Cette démolition devra intervenir dans le délai de six mois à compter de la signification du présent arrêt, sous peine, passé ce délai, d'une astreinte de 10 000 FCP par jour de retard pendant six mois à l'issue desquels il sera éventuellement à nouveau statué.
Il serait inéquitable de laisser à la charge de [C] [O] la totalité de ses frais irrépétibles d'appel et il doit donc lui être alloué la somme de 226 000 FCP, sur le fondement de l'article 407 du code de procédure civile de la Polynésie française.
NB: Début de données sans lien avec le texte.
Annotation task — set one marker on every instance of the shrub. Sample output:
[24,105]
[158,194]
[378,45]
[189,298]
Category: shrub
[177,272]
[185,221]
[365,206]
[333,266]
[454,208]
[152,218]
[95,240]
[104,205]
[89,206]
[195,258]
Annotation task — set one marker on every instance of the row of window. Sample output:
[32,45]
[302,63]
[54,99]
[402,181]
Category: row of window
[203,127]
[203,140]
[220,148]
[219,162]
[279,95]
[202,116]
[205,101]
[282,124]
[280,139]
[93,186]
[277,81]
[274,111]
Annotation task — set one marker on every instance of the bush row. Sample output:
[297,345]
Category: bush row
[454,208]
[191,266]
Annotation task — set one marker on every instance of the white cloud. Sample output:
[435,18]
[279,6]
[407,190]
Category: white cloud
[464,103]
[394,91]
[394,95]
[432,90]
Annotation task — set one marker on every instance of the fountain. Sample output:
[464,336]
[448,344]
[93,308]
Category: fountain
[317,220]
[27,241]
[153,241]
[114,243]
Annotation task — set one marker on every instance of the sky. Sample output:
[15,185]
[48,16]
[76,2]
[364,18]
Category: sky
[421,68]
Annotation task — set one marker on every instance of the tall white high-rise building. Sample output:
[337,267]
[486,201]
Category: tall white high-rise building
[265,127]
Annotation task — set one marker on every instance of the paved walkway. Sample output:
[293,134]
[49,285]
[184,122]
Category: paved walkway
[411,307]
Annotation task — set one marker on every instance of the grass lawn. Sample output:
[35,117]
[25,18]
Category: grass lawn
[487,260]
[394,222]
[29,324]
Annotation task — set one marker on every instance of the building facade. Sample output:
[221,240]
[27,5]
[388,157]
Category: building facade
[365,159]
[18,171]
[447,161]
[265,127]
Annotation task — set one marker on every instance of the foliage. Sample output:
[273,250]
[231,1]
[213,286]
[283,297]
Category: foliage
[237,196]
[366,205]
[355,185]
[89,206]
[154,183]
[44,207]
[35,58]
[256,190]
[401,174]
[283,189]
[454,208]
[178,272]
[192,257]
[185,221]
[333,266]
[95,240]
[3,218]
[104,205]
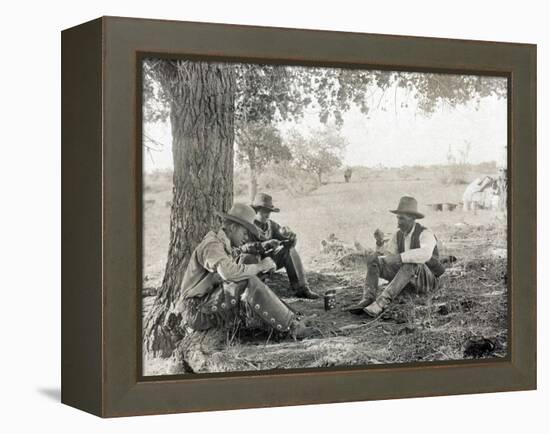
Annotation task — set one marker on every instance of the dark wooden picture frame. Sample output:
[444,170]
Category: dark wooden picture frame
[101,227]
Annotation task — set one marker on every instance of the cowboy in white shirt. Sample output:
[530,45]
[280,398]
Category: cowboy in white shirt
[411,257]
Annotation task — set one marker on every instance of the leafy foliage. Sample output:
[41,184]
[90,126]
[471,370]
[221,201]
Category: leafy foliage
[320,153]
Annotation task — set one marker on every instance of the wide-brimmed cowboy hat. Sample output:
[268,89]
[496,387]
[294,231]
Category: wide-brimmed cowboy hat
[263,200]
[242,214]
[408,206]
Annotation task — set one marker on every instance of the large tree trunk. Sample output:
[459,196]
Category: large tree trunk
[202,117]
[253,174]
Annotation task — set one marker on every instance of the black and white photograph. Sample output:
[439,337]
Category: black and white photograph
[303,216]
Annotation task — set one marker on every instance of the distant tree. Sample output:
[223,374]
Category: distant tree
[320,153]
[258,144]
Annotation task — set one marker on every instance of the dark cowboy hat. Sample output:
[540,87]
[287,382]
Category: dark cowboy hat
[263,200]
[242,214]
[408,206]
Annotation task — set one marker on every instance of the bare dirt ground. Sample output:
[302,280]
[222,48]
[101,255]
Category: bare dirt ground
[470,304]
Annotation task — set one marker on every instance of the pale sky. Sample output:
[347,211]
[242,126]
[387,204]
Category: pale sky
[396,134]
La partie qui succombe doit supporter les dépens.
PAR CES MOTIFS,
La Cour, contradictoirement et en dernier ressort ;
Déclare recevables l'appel principal formé par [C] [O] à l'encontre du jugement rendu le 26 juin 2019 et l'appel incident formé par [P] [IP] veuve [Z] à l'encontre du jugement rendu le 23 août 2018 ;
Constate que la cour d'appel n'est pas saisie des demandes concernant les chefs du jugement en date du 26 juin 2019 relatives à la propriété de la terre [Adresse 7] lot 5 cadastrée EH [Cadastre 2] ;
En conséquence, dit n'y avoir lieu de statuer sur la confirmation du jugement rendu le 26 juin 2019 sollicitée par [P] [IP] veuve [Z], ni sur les appels en cause sollicités par [C] [O] ;
Confirme le jugement rendu le 23 août 2018 par le tribunal foncier de la Polynésie française section 1 en ce qu'il a rejeté la demande de [P] [IP] tendant à être déclarée propriétaire d'une partie du lot 6 zone C de la terre [Adresse 3] cadastrée EI [Cadastre 1] située à [Localité 4] ;
Prononce la résiliation du bail conclu le 6 février 2007 entre [L] [G] dit [K] et [P] [IP] veuve [Z] aux torts de la locataire ;
Dit que [P] [IP] veuve [Z] doit verser à [C] [O] la somme de 780 000 FCP, avec intérêts au taux légal à compter de la signification du présent arrêt, au titre des loyers impayés ;
Dit que [P] [IP] veuve [Z] ainsi que tous occupants de son chef devront avoir quitté la terre [Adresse 3] lot 6 située à [Localité 4] cadastrée EI [Cadastre 1] dans le délai de six mois à compter de la signification du présent arrêt, sous peine, passé ce délai, d'une astreinte de 10 000 FCP par jour de retard pendant six mois à l'issue desquels il sera éventuellement à nouveau statué ;
Dit que, passé le délai de six mois à compter de la signification du présent arrêt, il pourra être procédé à l'expulsion de [P] [IP] veuve [Z] ainsi qu'à celle de tous occupants de son chef, avec l'aide de la force publique, si besoin est ;
Dit que [P] [IP] veuve [Z] doit verser à [C] [O] une indemnité d'occupation mensuelle de 13 000 FCP à compter du mois suivant la signification du présent arrêt et jusqu'à complète libération des lieux ;
Ordonne la démolition de la maison d'habitation de [P] [IP] veuve [Z] édifiée à cheval sur la terre [Adresse 7] lot 5 située à [Localité 4] cadastrée EH [Cadastre 2] et la terre [Adresse 3] lot 6 située à [Localité 4] cadastrée EI [Cadastre 1] ;
Dit que cette démolition devra intervenir dans le délai de six mois à compter de la signification du présent arrêt, sous peine, passé ce délai, d'une astreinte de 10 000 FCP par jour de retard pendant six mois à l'issue desquels il sera éventuellement à nouveau statué ;
Dit [P] [IP] veuve [Z] doit verser à [C] [O] la somme de 226 000 FCP, sur le fondement de l'article 407 du code de procédure civile de la Polynésie française ;
Rejette toutes autres demandes formées par les parties ;
Dit que [P] [IP] veuve [Z] supportera les dépens d'appel avec distraction au profit de Maître Hina Tracqui, avocate.
Prononcé à Papeete, le 14 septembre 2023.